Custom House Agent liable to deduct TDS on payments to CFS Agents

In this view of the matter and consistent with view taken by the coordinate Bench, we are of the considered view that payment made by the assessee to CFS Agents is covered u/s.194C of the Act and thus, for non-deduction of TDS on such payments, the AO has rightly disallowed expenses u/s.40(a)(ia) of the Act.

8. Coming back to alternative arguments of the assessee. The assessee has made an alternative argument in light of decision of the Hon’ble Supreme Court in the case of CIT v. Calcutta Export Co.(supra) and according to the assessee, amendment made by the Finance Act, 2010 to the provisions of Sec.194C of the Act, is curative in nature and it should be given retrospective operation from the date of insertion of the said provision i.e. w.e.f. Assessment Year 2005-06. The Ld.AR for the assessee claimed that if at all, payment is required to be disallowed, then only 30% of expenses needs to be disallowed, but not the total amount paid by the assessee without deduction of TDS. We find that the provisions of Sec.40(a)(ia) of the Act, has been amended from time to time to give relaxation to the assessee for not complying with TDS provisions. The said amendments have been considered by various Courts, including the Hon’ble Supreme Court in the case of CIT v. Calcutta Export Co., and held that amendment made by the Finance Act, 2010 to provisions of Sec.40(a)(ia) of the Act, is curative in nature and should be given retrospective operation from the date of insertion of the provision i.e. w.e.f. AY 2005-06. Since, provisions of Sec.40(a)(ia) of the Act, has been amended so as to disallow 30% of any sum payable on which tax is deductible at source under Chapter-XVIIB and such tax has not been deducted or after deduction, has not been paid on or before the due date specified in sub-sec.(1) of sec.139 of the Act, and such amendment is held to be retrospective in nature and applicable from AY 2005-06. Therefore, we are of the considered view that only 30% of expenses incurred by the assessee without TDS should be disallowed u/s.40(a)(ia) of the Act. Hnce, we direct the AO to restrict the disallowance of payment made to CFS Agents without deduction of TDS @30% of such payments.
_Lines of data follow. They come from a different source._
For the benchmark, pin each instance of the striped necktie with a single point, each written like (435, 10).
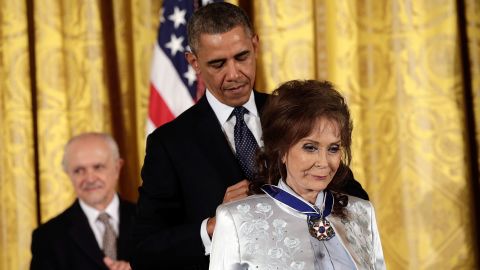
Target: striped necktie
(109, 237)
(245, 143)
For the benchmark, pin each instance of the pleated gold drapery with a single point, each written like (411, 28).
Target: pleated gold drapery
(84, 67)
(17, 166)
(73, 66)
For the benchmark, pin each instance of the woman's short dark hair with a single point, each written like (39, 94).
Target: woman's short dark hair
(289, 115)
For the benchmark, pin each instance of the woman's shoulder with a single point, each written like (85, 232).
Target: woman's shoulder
(250, 200)
(353, 200)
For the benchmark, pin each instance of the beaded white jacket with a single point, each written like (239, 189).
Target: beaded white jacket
(260, 233)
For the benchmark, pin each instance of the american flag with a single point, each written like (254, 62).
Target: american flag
(174, 86)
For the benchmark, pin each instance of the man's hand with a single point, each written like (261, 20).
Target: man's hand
(233, 193)
(116, 265)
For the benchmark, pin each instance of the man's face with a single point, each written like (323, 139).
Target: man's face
(94, 170)
(226, 63)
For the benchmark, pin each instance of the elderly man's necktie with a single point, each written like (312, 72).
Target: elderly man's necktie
(245, 143)
(109, 237)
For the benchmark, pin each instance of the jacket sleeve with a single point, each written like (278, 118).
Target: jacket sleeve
(40, 253)
(161, 234)
(379, 260)
(225, 252)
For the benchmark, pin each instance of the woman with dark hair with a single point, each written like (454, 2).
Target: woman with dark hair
(296, 218)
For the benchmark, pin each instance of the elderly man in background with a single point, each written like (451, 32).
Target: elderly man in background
(93, 233)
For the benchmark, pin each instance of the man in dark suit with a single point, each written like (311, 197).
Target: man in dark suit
(94, 232)
(191, 164)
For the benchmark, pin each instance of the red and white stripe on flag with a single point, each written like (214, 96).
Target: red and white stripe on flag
(174, 86)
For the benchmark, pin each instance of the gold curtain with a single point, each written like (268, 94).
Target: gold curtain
(409, 69)
(17, 163)
(66, 67)
(399, 64)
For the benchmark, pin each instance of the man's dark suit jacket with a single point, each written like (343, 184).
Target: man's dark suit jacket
(187, 169)
(68, 242)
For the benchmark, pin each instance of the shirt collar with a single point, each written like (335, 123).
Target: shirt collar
(283, 185)
(112, 209)
(223, 111)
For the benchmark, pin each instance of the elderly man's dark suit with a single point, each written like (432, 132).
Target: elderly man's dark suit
(68, 242)
(188, 166)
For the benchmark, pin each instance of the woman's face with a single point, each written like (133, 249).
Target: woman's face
(313, 161)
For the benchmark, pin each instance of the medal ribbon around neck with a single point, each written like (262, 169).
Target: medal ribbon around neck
(298, 205)
(318, 226)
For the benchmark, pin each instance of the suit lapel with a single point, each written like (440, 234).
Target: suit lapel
(83, 236)
(214, 145)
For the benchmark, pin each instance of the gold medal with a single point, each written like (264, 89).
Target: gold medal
(320, 228)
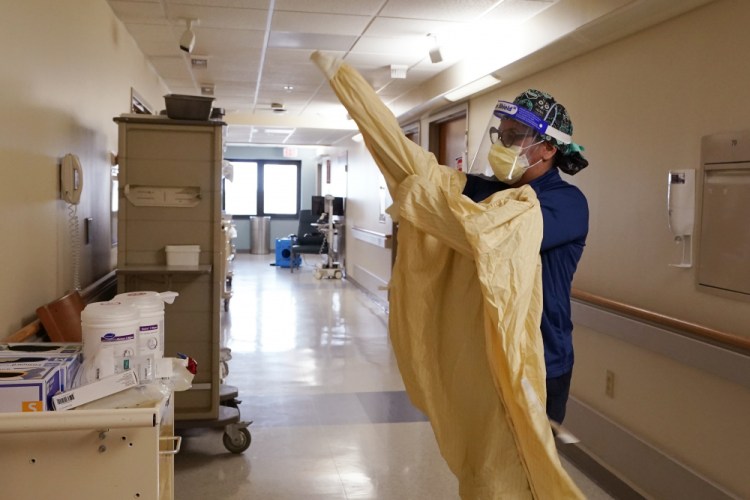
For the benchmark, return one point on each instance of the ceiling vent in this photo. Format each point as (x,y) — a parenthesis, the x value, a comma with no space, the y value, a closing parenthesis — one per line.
(199,62)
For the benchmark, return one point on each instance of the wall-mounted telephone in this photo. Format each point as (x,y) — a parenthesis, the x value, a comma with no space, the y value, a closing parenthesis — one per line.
(71,179)
(681,211)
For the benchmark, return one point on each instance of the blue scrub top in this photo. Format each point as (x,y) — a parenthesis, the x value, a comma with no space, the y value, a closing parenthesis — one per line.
(565,216)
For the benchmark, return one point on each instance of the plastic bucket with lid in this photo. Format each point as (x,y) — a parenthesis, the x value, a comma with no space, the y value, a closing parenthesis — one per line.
(150,307)
(110,326)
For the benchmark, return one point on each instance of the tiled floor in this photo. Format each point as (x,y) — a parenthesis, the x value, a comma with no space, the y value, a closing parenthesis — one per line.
(317,377)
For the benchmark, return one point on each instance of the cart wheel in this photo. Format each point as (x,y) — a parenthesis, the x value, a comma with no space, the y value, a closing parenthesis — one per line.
(240,444)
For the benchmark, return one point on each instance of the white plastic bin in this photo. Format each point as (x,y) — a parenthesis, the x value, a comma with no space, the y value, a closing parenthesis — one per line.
(182,255)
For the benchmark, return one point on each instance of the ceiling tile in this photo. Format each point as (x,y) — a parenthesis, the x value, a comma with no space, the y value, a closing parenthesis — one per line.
(446,10)
(332,24)
(358,7)
(310,41)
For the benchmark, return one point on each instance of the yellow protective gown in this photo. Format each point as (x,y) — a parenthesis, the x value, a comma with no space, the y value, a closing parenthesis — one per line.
(465,309)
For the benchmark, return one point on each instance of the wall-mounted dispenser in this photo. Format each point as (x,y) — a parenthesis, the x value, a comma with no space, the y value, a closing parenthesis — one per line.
(681,212)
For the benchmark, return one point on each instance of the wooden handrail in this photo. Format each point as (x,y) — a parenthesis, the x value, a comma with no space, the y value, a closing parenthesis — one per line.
(715,336)
(101,289)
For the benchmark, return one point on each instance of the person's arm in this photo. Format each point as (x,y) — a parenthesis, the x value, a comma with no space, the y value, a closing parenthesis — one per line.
(566,218)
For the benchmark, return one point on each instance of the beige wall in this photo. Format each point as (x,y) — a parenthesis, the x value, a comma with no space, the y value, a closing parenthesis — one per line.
(67,71)
(367,264)
(640,107)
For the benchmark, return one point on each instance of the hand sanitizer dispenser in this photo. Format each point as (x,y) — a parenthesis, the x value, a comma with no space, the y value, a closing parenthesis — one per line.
(681,211)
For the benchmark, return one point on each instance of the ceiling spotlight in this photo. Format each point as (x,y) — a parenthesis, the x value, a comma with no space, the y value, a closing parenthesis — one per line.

9. In the result, the appeal filed by the assessee in ITA No.1136/Chny/2017 for the AY 2009-10 is partly allowed.

ITA No.1137/Chny/2017 for the AY 2010-11

10. The facts and issues involved in this appeal are identical to the facts and issues which we had considered in ITA No.1136/Chny/2017 for the AY 2009-10. The reasons given by us in the preceding paragraphs shall mutatis mutandis apply to this appeal, as well. Therefore, for similar reasons, we hold that provisions of Sec.194C of the Act, is applicable for impugned payments made to CFS Agents. However, in respect of the second arguments of the assessee that only 30% of impugned expenses shall be disallowed u/s.40(a)(ia) of the Act, we find that a similar issue has been decided by us for the AY 2009-10. Hence, we direct the AO to disallow 30% of payments made to CFS Agents without TDS.

11. In the result, the appeal filed by the assessee in ITA No.1137/Chny/2017 for the AY 2010-11 is partly allowed.

12. In the result, the appeals filed by the assessee in ITA Nos.1136 & 1137/Chny/2017 for the AYs 2009-10 & 2010-11 are partly allowed.

Order pronounced on the 22nd day of March, 2022, in Chennai.